Alternatives for Commercial Borrowers

While it’s up to you as a borrower to determine what kind of funding you feel is best appropriate for your situation, at Riverdale Funding, we don’t think borrowers should be judged by financial figures that don’t tell the full story. In our experience, many perfectly reliable investors are pushed to the side by banks due to income constraints, a lack of reportable liquid assets, insufficient tax returns or other financial statements, bankruptcy, foreclosure, late payments, or liens. These all can and do disqualify borrowers from getting a commercial real estate loan, but they aren’t a true representation of the borrowers themselves.

Instead, these borrowers can turn private lenders for real estate – and the flexibility of commercial hard money loans. For example, here at Riverdale, we don’t base our lending on your credit history or any other similar factor; we utilize asset-based lending (basing our lending on the value of the underlying property). Not only does this save time, but it gives borrowers access to a commercial mortgage lender when conventional lenders have said no.

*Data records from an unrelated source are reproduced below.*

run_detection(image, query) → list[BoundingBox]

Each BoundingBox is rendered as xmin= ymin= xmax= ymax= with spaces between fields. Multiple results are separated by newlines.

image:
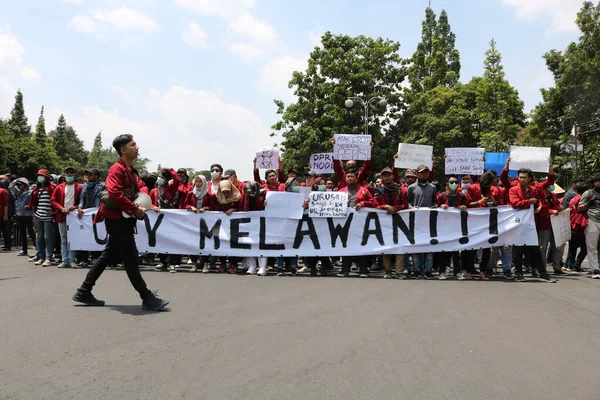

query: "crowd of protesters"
xmin=1 ymin=139 xmax=599 ymax=284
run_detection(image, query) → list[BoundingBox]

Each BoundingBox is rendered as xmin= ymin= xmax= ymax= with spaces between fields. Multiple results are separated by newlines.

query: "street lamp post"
xmin=344 ymin=96 xmax=387 ymax=135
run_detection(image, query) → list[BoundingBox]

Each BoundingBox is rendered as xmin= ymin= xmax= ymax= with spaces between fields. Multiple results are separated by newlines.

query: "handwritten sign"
xmin=509 ymin=146 xmax=551 ymax=173
xmin=445 ymin=148 xmax=485 ymax=175
xmin=551 ymin=209 xmax=571 ymax=247
xmin=265 ymin=192 xmax=305 ymax=219
xmin=308 ymin=191 xmax=348 ymax=218
xmin=333 ymin=134 xmax=371 ymax=161
xmin=394 ymin=143 xmax=433 ymax=169
xmin=310 ymin=153 xmax=334 ymax=174
xmin=256 ymin=147 xmax=279 ymax=170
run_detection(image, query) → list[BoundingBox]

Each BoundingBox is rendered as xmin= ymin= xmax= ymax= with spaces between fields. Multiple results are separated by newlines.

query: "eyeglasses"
xmin=211 ymin=169 xmax=220 ymax=173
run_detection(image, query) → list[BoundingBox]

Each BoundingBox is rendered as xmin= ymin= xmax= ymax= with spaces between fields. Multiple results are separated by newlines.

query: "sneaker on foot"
xmin=247 ymin=267 xmax=257 ymax=275
xmin=438 ymin=273 xmax=447 ymax=280
xmin=72 ymin=290 xmax=105 ymax=306
xmin=202 ymin=265 xmax=210 ymax=274
xmin=257 ymin=267 xmax=267 ymax=276
xmin=337 ymin=272 xmax=349 ymax=277
xmin=42 ymin=260 xmax=52 ymax=267
xmin=516 ymin=273 xmax=526 ymax=282
xmin=360 ymin=274 xmax=368 ymax=278
xmin=154 ymin=263 xmax=166 ymax=272
xmin=187 ymin=258 xmax=193 ymax=265
xmin=296 ymin=266 xmax=308 ymax=274
xmin=591 ymin=270 xmax=600 ymax=279
xmin=34 ymin=259 xmax=44 ymax=265
xmin=228 ymin=265 xmax=238 ymax=274
xmin=383 ymin=274 xmax=392 ymax=279
xmin=456 ymin=273 xmax=466 ymax=281
xmin=29 ymin=256 xmax=39 ymax=262
xmin=218 ymin=265 xmax=227 ymax=273
xmin=17 ymin=251 xmax=28 ymax=257
xmin=425 ymin=271 xmax=434 ymax=280
xmin=72 ymin=263 xmax=81 ymax=269
xmin=288 ymin=267 xmax=297 ymax=276
xmin=142 ymin=291 xmax=169 ymax=311
xmin=553 ymin=270 xmax=566 ymax=275
xmin=539 ymin=274 xmax=557 ymax=283
xmin=190 ymin=266 xmax=197 ymax=272
xmin=531 ymin=271 xmax=540 ymax=278
xmin=57 ymin=262 xmax=70 ymax=268
xmin=169 ymin=265 xmax=178 ymax=273
xmin=503 ymin=271 xmax=516 ymax=280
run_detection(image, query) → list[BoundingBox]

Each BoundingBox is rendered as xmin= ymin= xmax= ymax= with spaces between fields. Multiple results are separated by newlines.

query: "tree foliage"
xmin=8 ymin=90 xmax=30 ymax=139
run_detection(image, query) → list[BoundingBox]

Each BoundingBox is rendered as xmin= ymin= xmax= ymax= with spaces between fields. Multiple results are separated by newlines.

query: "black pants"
xmin=342 ymin=256 xmax=368 ymax=275
xmin=159 ymin=254 xmax=182 ymax=266
xmin=566 ymin=234 xmax=587 ymax=269
xmin=305 ymin=257 xmax=332 ymax=276
xmin=16 ymin=216 xmax=35 ymax=253
xmin=462 ymin=249 xmax=491 ymax=275
xmin=80 ymin=218 xmax=151 ymax=299
xmin=445 ymin=251 xmax=462 ymax=276
xmin=0 ymin=217 xmax=13 ymax=249
xmin=513 ymin=245 xmax=545 ymax=276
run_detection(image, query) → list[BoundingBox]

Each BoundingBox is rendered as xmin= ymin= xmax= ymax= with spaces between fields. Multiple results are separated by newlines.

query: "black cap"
xmin=222 ymin=169 xmax=236 ymax=178
xmin=593 ymin=173 xmax=600 ymax=182
xmin=64 ymin=166 xmax=76 ymax=173
xmin=177 ymin=168 xmax=188 ymax=176
xmin=288 ymin=168 xmax=299 ymax=176
xmin=416 ymin=164 xmax=429 ymax=173
xmin=85 ymin=168 xmax=101 ymax=176
xmin=306 ymin=170 xmax=317 ymax=177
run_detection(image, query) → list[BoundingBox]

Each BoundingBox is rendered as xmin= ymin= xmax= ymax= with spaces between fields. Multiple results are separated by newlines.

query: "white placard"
xmin=509 ymin=146 xmax=551 ymax=173
xmin=395 ymin=143 xmax=433 ymax=169
xmin=264 ymin=191 xmax=305 ymax=219
xmin=299 ymin=186 xmax=312 ymax=199
xmin=308 ymin=192 xmax=348 ymax=218
xmin=255 ymin=147 xmax=280 ymax=170
xmin=333 ymin=134 xmax=371 ymax=161
xmin=551 ymin=209 xmax=571 ymax=247
xmin=445 ymin=148 xmax=485 ymax=175
xmin=310 ymin=153 xmax=334 ymax=174
xmin=68 ymin=207 xmax=539 ymax=257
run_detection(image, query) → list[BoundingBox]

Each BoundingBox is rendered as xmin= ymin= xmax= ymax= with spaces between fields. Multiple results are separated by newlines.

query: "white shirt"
xmin=64 ymin=184 xmax=75 ymax=209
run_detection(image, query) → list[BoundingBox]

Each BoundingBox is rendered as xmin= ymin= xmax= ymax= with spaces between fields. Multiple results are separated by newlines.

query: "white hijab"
xmin=192 ymin=175 xmax=208 ymax=205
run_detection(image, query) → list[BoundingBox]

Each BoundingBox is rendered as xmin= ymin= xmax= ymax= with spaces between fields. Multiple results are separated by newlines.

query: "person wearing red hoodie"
xmin=242 ymin=180 xmax=269 ymax=276
xmin=73 ymin=134 xmax=168 ymax=311
xmin=26 ymin=169 xmax=56 ymax=266
xmin=51 ymin=166 xmax=83 ymax=269
xmin=331 ymin=138 xmax=374 ymax=190
xmin=151 ymin=168 xmax=182 ymax=273
xmin=536 ymin=183 xmax=565 ymax=275
xmin=509 ymin=168 xmax=556 ymax=283
xmin=0 ymin=181 xmax=9 ymax=251
xmin=336 ymin=169 xmax=374 ymax=278
xmin=255 ymin=166 xmax=285 ymax=192
xmin=183 ymin=175 xmax=210 ymax=273
xmin=565 ymin=182 xmax=589 ymax=272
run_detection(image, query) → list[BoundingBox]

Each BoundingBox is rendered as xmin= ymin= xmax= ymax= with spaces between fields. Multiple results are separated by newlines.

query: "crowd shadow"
xmin=0 ymin=276 xmax=22 ymax=281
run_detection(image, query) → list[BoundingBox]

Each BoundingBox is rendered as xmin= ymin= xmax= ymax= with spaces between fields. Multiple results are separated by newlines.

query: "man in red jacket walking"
xmin=73 ymin=134 xmax=169 ymax=310
xmin=51 ymin=166 xmax=82 ymax=268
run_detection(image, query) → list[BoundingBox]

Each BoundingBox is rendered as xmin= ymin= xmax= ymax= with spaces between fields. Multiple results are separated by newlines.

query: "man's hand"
xmin=370 ymin=140 xmax=374 ymax=148
xmin=191 ymin=207 xmax=198 ymax=213
xmin=393 ymin=152 xmax=398 ymax=159
xmin=77 ymin=208 xmax=84 ymax=219
xmin=384 ymin=205 xmax=397 ymax=214
xmin=478 ymin=197 xmax=488 ymax=206
xmin=535 ymin=207 xmax=541 ymax=214
xmin=440 ymin=204 xmax=449 ymax=209
xmin=152 ymin=206 xmax=160 ymax=213
xmin=69 ymin=205 xmax=77 ymax=211
xmin=355 ymin=203 xmax=362 ymax=211
xmin=505 ymin=156 xmax=511 ymax=167
xmin=529 ymin=198 xmax=538 ymax=205
xmin=330 ymin=138 xmax=336 ymax=145
xmin=198 ymin=207 xmax=206 ymax=213
xmin=225 ymin=208 xmax=235 ymax=216
xmin=551 ymin=209 xmax=559 ymax=216
xmin=61 ymin=207 xmax=69 ymax=214
xmin=459 ymin=205 xmax=467 ymax=210
xmin=134 ymin=207 xmax=145 ymax=219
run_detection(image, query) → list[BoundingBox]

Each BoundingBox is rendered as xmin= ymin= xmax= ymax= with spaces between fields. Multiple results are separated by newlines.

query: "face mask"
xmin=449 ymin=183 xmax=458 ymax=190
xmin=317 ymin=185 xmax=326 ymax=191
xmin=461 ymin=183 xmax=470 ymax=191
xmin=548 ymin=185 xmax=555 ymax=192
xmin=65 ymin=176 xmax=75 ymax=183
xmin=37 ymin=176 xmax=46 ymax=183
xmin=211 ymin=171 xmax=220 ymax=179
xmin=157 ymin=177 xmax=165 ymax=186
xmin=292 ymin=186 xmax=300 ymax=193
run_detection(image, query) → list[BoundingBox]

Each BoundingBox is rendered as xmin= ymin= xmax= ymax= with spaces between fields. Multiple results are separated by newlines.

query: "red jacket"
xmin=244 ymin=191 xmax=266 ymax=211
xmin=0 ymin=188 xmax=7 ymax=216
xmin=149 ymin=169 xmax=181 ymax=209
xmin=501 ymin=168 xmax=555 ymax=190
xmin=51 ymin=182 xmax=83 ymax=223
xmin=374 ymin=186 xmax=407 ymax=210
xmin=94 ymin=159 xmax=143 ymax=222
xmin=334 ymin=159 xmax=372 ymax=190
xmin=254 ymin=169 xmax=285 ymax=192
xmin=26 ymin=184 xmax=57 ymax=214
xmin=536 ymin=190 xmax=562 ymax=230
xmin=182 ymin=191 xmax=209 ymax=210
xmin=466 ymin=184 xmax=503 ymax=208
xmin=509 ymin=184 xmax=542 ymax=210
xmin=437 ymin=191 xmax=466 ymax=207
xmin=338 ymin=185 xmax=374 ymax=208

Giving Yourself the Final Say with a Commercial Hard Money Loan

More and more, reliable borrowers find themselves unable to secure commercial funding from conventional lenders, but frankly, we don’t think that’s right. Hard money lenders can provide funds to borrowers whom banks have turned down and create a viable path for funding that project or once-in-a-lifetime investment opportunity.

Banks shouldn’t have the final say. Fortunately, they don’t have to.